Tasks#

Music description encompasses several different tasks. Let’s now look at each of these in more detail, going from those that give the simplest form of output (a categorical label) to those that produce more complex, natural language-based outputs. Through this, we also review some of the history of deep learning-based AMU systems.

Music Classification#

Traditionally, music description in MIR has been addressed through supervised classification-based systems that learn to predict a single (or multiple) label(s) based on an audio input, with each label corresponding to a specific, pre-assigned descriptor. For example, we can train classifiers to describe music with respect to categories such as genre [TC02], instrument [PHBD03], mood [KSM+10], and more. Sometimes, multi-label classification (auto-tagging) is instead used to assign tags that cover more than one category, typically encompassing genre, mood, instrument and era [CFSC17] [LN17] [WCS21].

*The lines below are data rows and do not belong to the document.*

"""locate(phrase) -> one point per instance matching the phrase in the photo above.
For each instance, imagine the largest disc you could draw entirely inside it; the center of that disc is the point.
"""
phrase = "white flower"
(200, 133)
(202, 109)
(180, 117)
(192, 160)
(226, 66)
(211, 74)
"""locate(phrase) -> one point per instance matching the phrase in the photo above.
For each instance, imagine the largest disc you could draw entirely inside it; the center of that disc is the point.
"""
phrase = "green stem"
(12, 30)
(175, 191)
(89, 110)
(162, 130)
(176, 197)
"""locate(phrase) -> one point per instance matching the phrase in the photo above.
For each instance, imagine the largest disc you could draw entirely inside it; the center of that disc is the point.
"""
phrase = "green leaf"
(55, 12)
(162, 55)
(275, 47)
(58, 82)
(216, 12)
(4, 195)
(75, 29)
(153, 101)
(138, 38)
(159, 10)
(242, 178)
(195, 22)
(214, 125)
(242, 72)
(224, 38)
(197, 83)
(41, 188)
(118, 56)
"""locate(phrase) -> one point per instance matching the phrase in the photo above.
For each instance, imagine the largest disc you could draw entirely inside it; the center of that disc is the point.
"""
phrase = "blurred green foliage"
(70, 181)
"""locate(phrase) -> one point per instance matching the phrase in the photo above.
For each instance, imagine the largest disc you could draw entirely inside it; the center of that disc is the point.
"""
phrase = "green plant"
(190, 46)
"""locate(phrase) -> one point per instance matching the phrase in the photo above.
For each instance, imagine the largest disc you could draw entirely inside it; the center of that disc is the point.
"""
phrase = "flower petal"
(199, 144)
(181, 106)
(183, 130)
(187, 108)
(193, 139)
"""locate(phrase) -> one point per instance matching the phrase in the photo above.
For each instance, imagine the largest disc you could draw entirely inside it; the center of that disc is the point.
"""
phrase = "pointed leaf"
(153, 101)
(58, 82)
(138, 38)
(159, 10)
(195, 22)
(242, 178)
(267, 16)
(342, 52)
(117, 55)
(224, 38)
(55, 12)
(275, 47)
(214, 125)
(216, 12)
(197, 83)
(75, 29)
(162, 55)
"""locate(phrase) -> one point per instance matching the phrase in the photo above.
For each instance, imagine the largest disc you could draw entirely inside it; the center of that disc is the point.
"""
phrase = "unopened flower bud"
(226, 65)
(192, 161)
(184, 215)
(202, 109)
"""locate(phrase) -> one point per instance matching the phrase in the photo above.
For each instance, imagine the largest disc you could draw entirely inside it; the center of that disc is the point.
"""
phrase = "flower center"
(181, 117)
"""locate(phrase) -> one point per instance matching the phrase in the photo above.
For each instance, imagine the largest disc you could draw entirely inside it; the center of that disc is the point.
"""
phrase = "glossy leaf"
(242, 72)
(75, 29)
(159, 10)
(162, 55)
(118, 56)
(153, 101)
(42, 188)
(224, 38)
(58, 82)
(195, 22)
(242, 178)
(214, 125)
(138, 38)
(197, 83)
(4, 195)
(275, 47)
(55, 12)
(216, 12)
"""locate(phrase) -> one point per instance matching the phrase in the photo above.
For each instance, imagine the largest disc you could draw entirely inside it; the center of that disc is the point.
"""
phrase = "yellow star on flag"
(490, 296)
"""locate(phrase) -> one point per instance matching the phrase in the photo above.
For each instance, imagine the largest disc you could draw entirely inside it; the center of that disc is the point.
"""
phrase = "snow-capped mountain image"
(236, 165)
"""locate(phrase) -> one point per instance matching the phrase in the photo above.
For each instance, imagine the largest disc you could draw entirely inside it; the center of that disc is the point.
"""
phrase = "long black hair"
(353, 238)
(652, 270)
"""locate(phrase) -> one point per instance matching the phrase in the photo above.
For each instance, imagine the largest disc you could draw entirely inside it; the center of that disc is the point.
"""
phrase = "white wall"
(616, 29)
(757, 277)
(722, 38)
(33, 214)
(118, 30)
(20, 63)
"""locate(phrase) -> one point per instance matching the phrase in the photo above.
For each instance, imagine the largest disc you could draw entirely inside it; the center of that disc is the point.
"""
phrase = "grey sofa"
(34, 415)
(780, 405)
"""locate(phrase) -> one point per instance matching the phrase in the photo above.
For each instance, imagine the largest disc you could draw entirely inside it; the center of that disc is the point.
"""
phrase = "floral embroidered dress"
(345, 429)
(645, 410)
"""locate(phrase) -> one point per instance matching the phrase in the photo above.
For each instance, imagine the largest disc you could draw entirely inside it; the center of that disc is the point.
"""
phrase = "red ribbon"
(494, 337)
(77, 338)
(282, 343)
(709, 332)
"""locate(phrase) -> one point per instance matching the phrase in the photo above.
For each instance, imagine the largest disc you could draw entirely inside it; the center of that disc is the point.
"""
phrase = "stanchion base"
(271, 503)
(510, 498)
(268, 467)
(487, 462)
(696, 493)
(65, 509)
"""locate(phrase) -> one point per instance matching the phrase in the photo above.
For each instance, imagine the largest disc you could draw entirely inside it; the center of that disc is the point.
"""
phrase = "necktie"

A classifier \(f\) maps the audio to categorical labels chosen from a predefined, often small-size, set of \(K\) labels, \(f: \mathcal{X} \rightarrow \{0, \dots, 1-K\}\). Therefore this type of description is limited in its expressivity, as it cannot adapt to new concepts, or model the relationship between labels.

../_images/tags.png

Note

If you would like to know more about music classification, there is an ISMIR tutorial from 2021 covering this topic.

Music Captioning#

For this reason, in recent years, research on music description has shifted towards incorporating natural language, developing models that map audio inputs to full sentences, \(g: \mathcal{X} \rightarrow \mathcal{V}^*\). In this case, \(\mathcal{V}\) is the vocabulary and \(\mathcal{V}^*\) denotes all possible sequences that can be formed with elements of \(\mathcal{V}\). Enjoying the benefits of natural language, these systems can produce descriptions that are more nuanced, expressive and human-like.

The primary example of language-based music description task is music captioning, in which the goal is to generate natural language outputs describing an audio input:

../_images/caption.png

We can think of it as a type of conditional language modelling, where we seek to predict the next token \(y_t\) in a sequence \(Y\) of length \(L\), based not only on prior text tokens \(y_{i<t}\), but also on the audio \(a\):

\[ P(Y|a) = \prod_{t=1}^{L} P(y_t | y_1, y_2, \ldots, y_{t-1}, a). \]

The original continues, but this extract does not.